Temporomandibular joint is a major structure to play an important role in the function & stability of the occlusion as well as the stomatognathic system. Therefore, the TMJ is the structure that requires the complete analysis for diagnosing and planning treatment of pathologic changes by TMJ dysfunction and malocclusion. So, in this study, to evaluate TMJ situation in Korean malocclusion, based on the previous accomplishments, students of the dental college of Won-Kwang Univ. are surveyed and selected in terms of Angle's classification of malocclusion, whose TMJ radiographs were taken in the centric occlusion and centric relation. In each maiocclusion groups, the mean and standard deviation of anterior, posterior and superior joint space of the right, left and both side in CO & CR are evaluated and also those of the fossa height and the articular eminence angle of the right, left and both sides are evaluated.

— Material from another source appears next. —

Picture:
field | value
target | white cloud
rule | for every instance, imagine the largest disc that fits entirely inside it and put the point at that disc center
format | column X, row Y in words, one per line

The obtained results were as follows: 1. In the correlation coefficient between the malocclusion groups, no other items except the posterior joint space of the right side in CR between in class I and class III are significant. 2. In the correlation coefficient between the right and left side, the each joint space in class I malocclusion group and class II malocclusion group are significant. 3. In the change of each joint space during the transmit from CO to CR, there is a tendency of increasing anterior joint space and decreasing posterior, superior joint spaces in class I, II malocclusion and increasing superior joint space and decreasing anterior, posterior joint space in class III malocclusion, which is significant in the correlation coefficient, but not significant in the T-test. 4. In each malocclusion group, the correlation coefficient between the posterior joint space and the superior joint space in C.R is highly significant. 5. The fossa height of class II malocclusion group is lesser than that of class I or class III, which is not significant in T-test. 6. In the correlation coefficient between Rt. and Lt. side in the fossa height, it is not significant in class I and class III group, but significant in class II malocclusion group. 7. The articular eminence angle of class II malocclusion group is larger then that of class I or class III groups, which is fairly significant. 8. In the correlation coefficient between Rt. and Lt. side in the articular eminence angle, it is significant in each malocclusion group.